Et les pervers narcissiques ?

Le terme « pervers narcissique », issu des travaux du psychanalyste Paul-Claude Racamier, a été rendu populaire par les médias qui en déforment souvent le sens. Il en résulte que de nombreuses personnes pensent pouvoir y reconnaître leur (ex) conjoint. Le désir de comprendre l’autre et de donner du sens à son comportement est souvent une étape importante du cheminement, mais cet a priori peut parfois l’entraver : il est important de prendre le temps de faire la part des choses pour pouvoir en saisir la complexité.

Des psychothérapies pour auteurs, victimes et enfants

Plus la violence aura eu le temps de s’exercer, plus les conséquences seront importantes. Au-delà des éventuelles séquelles physiques, les victimes sont atteintes dans leur intégrité psychique : la confiance et l’estime de soi sont à restaurer, le rapport au corps est souvent à réapprendre.

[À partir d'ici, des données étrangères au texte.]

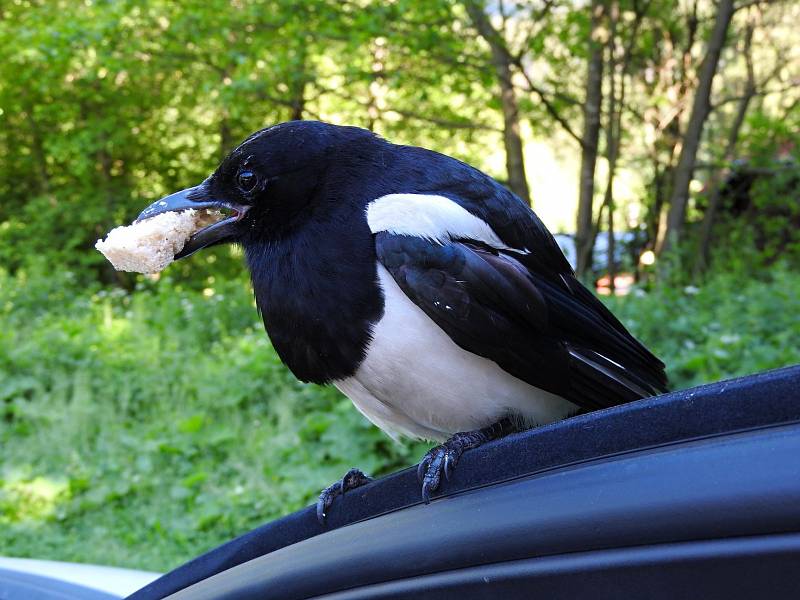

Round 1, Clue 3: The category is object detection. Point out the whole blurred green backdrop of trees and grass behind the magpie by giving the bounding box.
[0,0,800,570]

La psychothérapie permet à la fois de soutenir la démarche de séparation d’avec le conjoint lorsqu’il n’y a pas d’alternative, elle est aussi un moyen de soigner les traumatismes par la parole. Lorsqu’ils veulent sauver leur couple ou qu’ils se rendent compte de la nocivité de leur comportement, les auteurs de violence peuvent être en demande d’aide. Certains constatent qu’ils reproduisent malgré eux le comportement d’un père ou d’une mère, d’autres repèrent qu’ils ne tolèrent pas la frustration, qu’ils ont du mal à partager leurs émotions ou qu’ils font preuve d’une jalousie maladive.

La psychothérapie soutient la prise de conscience et le changement de comportement et doit conduire à une réflexion personnelle sur l’origine de la violence. Enfin, nous savons aujourd’hui que les enfants qui grandissent dans un climat de tension et de violence, même s’ils ne subissent pas de maltraitance, sont impactés par ce qu’ils voient, entendent ou comprennent. Lorsque le foyer, qui doit être un lieu sécurisant, devient un champ de bataille, ils adoptent diverses stratégies pour faire face : souvent ils ne sont plus à leur place d’enfant et ressentent des sentiments contradictoires, même lorsqu’ils ne semblent pas concernés. L’aide et l’écoute du psychothérapeute vont permettre à l’enfant de se libérer d’une responsabilité qui n’est pas la sienne et de restaurer des relations satisfaisantes avec chacun de ses parents.